Fifty-eight relapsing-remitting MS patients (41.9±10.3 years old, 41 women, disease duration 144.2±89.7 months, median EDSS 2.0) and 51 age- and gender-matched healthy controls participated in the study. Visual P300 ERP responses and Brief International Cognitive Assessment for MS (BICAMS) were evaluated. ROC curves were constructed to assess the diagnostic accuracy of P300 ERP.

Results

In total, 55.2% of the MS patients were identified with CI. P300 amplitude was significantly correlated with all cognitive functions (processing speed: rho=0.293, p=0.02, verbal memory: rho=0.505, p<0.001, visuospatial learning and memory: rho=0.494, p<0.001).
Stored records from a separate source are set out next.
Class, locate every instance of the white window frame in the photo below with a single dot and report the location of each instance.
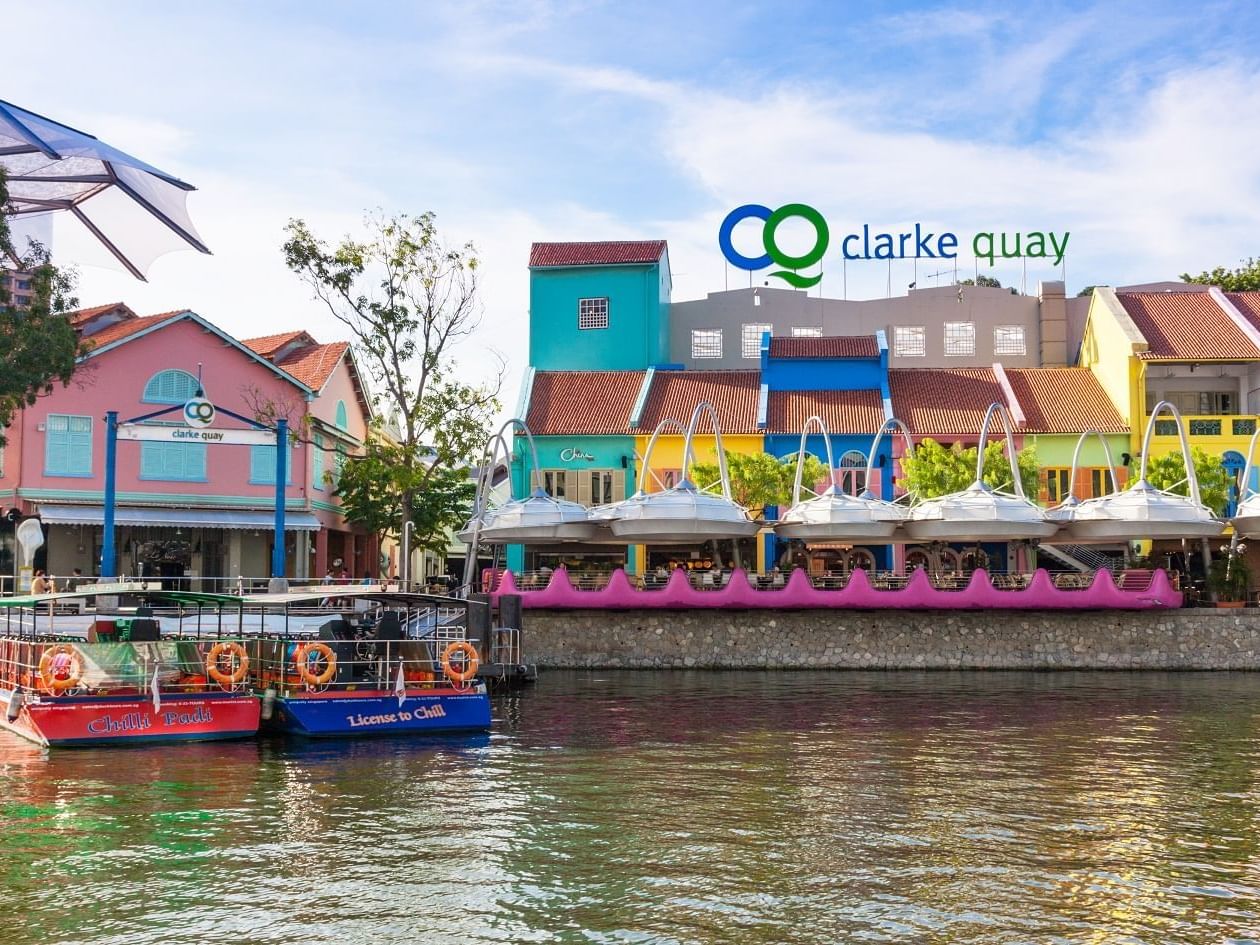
(902, 335)
(1009, 339)
(703, 343)
(959, 339)
(592, 314)
(750, 338)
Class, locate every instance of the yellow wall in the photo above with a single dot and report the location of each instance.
(668, 454)
(1110, 349)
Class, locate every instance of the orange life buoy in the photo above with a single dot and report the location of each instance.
(61, 668)
(301, 660)
(240, 658)
(470, 662)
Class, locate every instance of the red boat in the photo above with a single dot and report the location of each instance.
(117, 681)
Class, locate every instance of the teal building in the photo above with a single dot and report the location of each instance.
(599, 306)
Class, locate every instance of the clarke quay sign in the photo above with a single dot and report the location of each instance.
(866, 245)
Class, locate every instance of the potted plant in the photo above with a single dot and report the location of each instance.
(1230, 580)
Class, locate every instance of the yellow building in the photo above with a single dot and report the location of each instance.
(1195, 347)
P300 latency showed significant negative correlation with verbal memory (rho=-0.456, p<0.001) and visuospatial learning and memory (rho=-0.454, p<0.001) but not information processing speed (rho=-0.172, p=0.074). With regards to P300 amplitude, a cut-off lower than 7.7μV significantly distinguished MS patients from healthy controls (area under the curve or AUC=0.109±0.03, p<0.001, sensitivity=81%, specificity=92.2%). Among MS patients, a cut-off of 4.8μV distinguished CI from non-CI patients (AUC=0.311±0.07, p=0.014, sensitivity=56.3%, specificity=80.8%). A P300 latency cut-off higher than 305.5msecs significantly distinguished MS patients from healthy controls (AUC=0.931±0.02, p<0.001, sensitivity=79.3%, specificity=96.1%) but not CI status among MS patients (AUC=0.603±0.08, p=0.179).

Conclusions

P300 was ascertained as a potent diagnostic tool for MS diagnosis and even CI status. Based on these findings, we encourage the use of P300 ERP in the everyday clinical settings and the construction of normative values in the electrophysiological laboratories.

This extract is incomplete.